New Standは2015年にユニオンスクエアに第1号店をオープン後、ブルックフィールド・プレイスやコロンバスサークルにも店を開き、今年新たに20店舗をオープンするとアナウンスしたばかりだ。新店舗は全てニューヨーク市に今年オープンするシティワイドフェリーの船着き場に設置する。
シティワイドフェリーはブルックリンやクイーンズ、ブロンクスのウォーターフロントとマンハッタンをつなぐ新しい交通システム。地下鉄と同じ価格帯で乗れることもあり通勤客の利用が期待されている。New Standはその後、2018年には空港にも進出する計画だ。
ディッチマンは、今の時代にリアル店をオープンするのはリスキーな考えだという事は分かっているという。「今からメディア企業を立ち上げるというのは最も賢明な選択とは言えません。リアル店をオープンするのも同様です。しかし、この2つを組み合わせて収益を考え、体験に根ざしたサービスを提供すれば何が起こるかを考えてみたのです」と彼は言う。

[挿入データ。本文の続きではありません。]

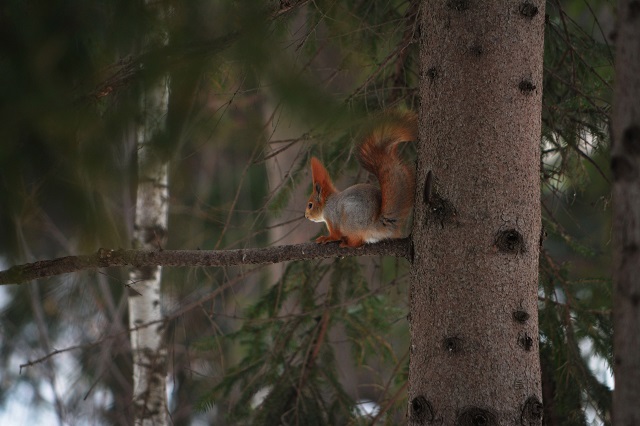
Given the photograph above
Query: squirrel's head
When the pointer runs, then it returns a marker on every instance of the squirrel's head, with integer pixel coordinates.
(321, 189)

顧客体験という点に関しては、彼のチームは全員がキユレーションやデザインを通じ、新たな形の顧客との関わり方を意識してきた。共同創業者の Lex KendallやDavid Carson、George Alanらはみなアートやファッション、デザインのバックグラウンドを持っている。New Standのアプリはフェリーの通勤パスと連携し、運賃を店で使えるポイントとしても利用できる。
フォーブスはオープンを控えたフェリー乗り場の店舗でディッチマンを取材した。ディッチマンにとってNew Standの運営はテクノロジーと小売業とメディアを融合させる試みだという。その運営理念は「日々を良くするものをニューヨークの通勤客に提供したい」という彼の考えに根ざしている。